Earlier books of the Hebrew Bible, especially the Torah and “historical books,” are filled with texts about violence, both prescriptive and descriptive. God does not suffer enemies lightly, and many texts, such as Deuteronomy 32:40-42, pull no punches in their descriptions of the divine mind in this regard: “When I have whetted my flashing sword, when I have set my hand to judgment, then I shall punish my adversaries and wreak vengeance on my foes. I will make my arrows drunk with blood, my sword will devour flesh, blood of slain and captives, the heads of enemy princes.” An important distinction here is that the Bible condemns violence when individuals engage in it for their own selfish purposes, but when violence is part of the larger picture of the divine purpose for Israel, it is presumed to be essential and positive.

Later texts, especially the Prophets and Wisdom literature, typically condemn human recourse to violence, insisting that vengeance is up to God alone.
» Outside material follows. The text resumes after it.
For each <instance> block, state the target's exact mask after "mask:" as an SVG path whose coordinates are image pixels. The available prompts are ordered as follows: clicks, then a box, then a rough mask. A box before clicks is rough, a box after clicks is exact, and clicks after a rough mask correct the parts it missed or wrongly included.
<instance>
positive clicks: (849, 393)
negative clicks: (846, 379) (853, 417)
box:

Rabbinic literature emphasizes, further, that peace is the original purpose of all creation, and that shalom (also meaning wholeness and health) is the ultimate blessing. According to the rabbis, forgiveness is always preferable to revenge; one must always choose the less destructive of two difficult options. They insist that only defensive war is acceptable, and indeed it is mandatory. They accept biblical wars of expansion as justifiable under the original circumstances, but no longer. And the rabbis discuss at length the complexities of such things as “preemptive” military action, acknowledging considerable moral ambiguity in deciding whether an enemy is likely to attack.